Situazione sempre più incerta per il futuro dell’hotel San Domenico, la prestigiosa struttura alberghiera chiusa da mesi in vista di lavori che non sono stati ancora avviati. Resta, infatti, bloccato l’iter per le opere richieste dalla proprietà del San Domenico, e sulle quali il Comune ha richiesto che anziché la modifica dell’attuale progetto si verifichi invece la ripresentazione dell’elaborato senza la discussa sopraelevazione che ha fatto temere in città un possibile impatto negativo in termini paesaggistici.

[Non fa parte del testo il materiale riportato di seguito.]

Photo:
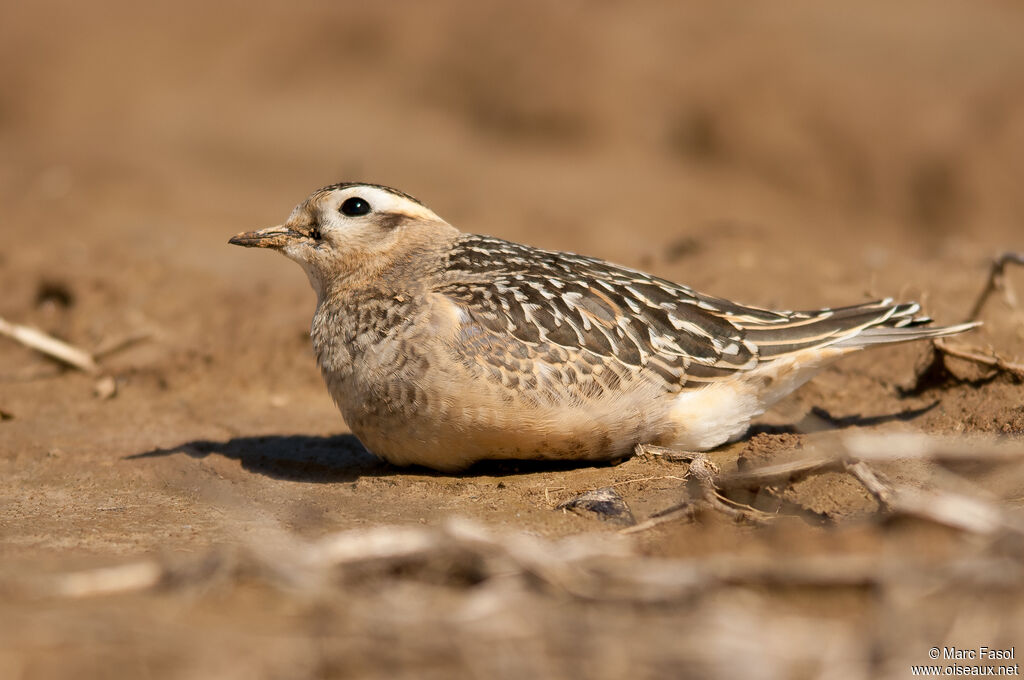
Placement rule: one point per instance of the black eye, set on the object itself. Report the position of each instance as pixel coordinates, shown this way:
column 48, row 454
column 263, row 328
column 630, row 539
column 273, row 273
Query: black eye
column 354, row 207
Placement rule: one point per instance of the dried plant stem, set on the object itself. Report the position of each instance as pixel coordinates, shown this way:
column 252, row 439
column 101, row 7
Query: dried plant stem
column 996, row 281
column 990, row 359
column 49, row 345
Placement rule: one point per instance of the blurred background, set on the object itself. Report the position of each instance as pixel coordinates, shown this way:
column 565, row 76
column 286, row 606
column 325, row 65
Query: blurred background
column 793, row 155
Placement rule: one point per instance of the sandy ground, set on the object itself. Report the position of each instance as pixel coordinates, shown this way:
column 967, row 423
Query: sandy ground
column 795, row 157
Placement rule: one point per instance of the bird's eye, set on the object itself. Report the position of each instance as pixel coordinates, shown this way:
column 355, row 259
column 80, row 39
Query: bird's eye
column 354, row 207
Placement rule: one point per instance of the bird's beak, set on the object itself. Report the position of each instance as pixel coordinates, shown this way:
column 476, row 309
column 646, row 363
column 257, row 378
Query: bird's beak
column 274, row 237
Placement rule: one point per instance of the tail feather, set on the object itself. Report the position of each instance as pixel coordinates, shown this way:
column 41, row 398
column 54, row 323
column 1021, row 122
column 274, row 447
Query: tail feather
column 884, row 335
column 853, row 327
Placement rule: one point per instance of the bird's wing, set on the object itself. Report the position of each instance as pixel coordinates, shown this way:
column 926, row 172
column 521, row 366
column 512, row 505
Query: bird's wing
column 550, row 302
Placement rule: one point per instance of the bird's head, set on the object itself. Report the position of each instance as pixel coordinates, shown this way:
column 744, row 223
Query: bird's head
column 350, row 229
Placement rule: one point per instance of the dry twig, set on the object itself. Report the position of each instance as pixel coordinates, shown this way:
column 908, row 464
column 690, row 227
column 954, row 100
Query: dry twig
column 996, row 282
column 49, row 345
column 989, row 359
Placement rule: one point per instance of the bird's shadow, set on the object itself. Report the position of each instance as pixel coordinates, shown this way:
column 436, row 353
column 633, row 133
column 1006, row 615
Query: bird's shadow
column 333, row 459
column 341, row 458
column 819, row 420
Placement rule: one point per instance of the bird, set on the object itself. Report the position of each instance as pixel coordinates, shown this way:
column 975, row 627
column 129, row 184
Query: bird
column 441, row 348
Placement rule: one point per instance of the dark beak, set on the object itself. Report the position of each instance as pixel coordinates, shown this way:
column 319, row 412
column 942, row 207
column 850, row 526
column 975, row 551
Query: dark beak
column 274, row 237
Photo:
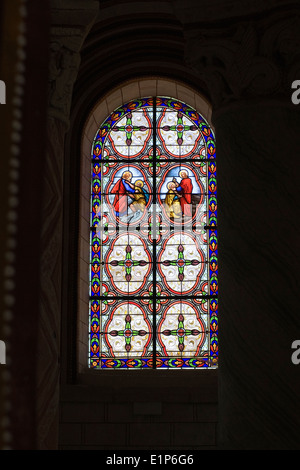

“Invitiamo la proprietà a velocizzare la ridefinizione dell’iter per i lavori che intende eseguire – ha dichiarato ieri il presidente del Consiglio comunale, Antonio D’Aveni -. Una nota dell’ing. Massimo Puglisi ha sospeso, al momento, il rilascio di qualsiasi autorizzazione e quindi l’avvio di interventi sulla base dell’attuale progetto, e ad eccezione delle manutenzioni ordinarie interne non può quindi essere effettuato altro intervento sino a quando non verrà ripresentato il progetto. Purtroppo, ad oggi, all’ufficio della presidenza del Consiglio non è pervenuta alcuna nuova proposta di delibera. Tutto è bloccato e non per colpa nostra”.

“Ribadiamo la richiesta alla proprietà – aggiunge D’Aveni – di voler proporre una nuova proposta progettuale senza la sopraelevazione. La proprietà è in netto ritardo. La riunione che abbiamo avuto in Comune avvenne il 14 febbraio, e da allora nulla è cambiato. Il San Domenico non può rimanere chiuso per così tanto tempo, bisogna pensare anche ai lavoratori che vivono un momento di grande apprensione e di evidente difficoltà”.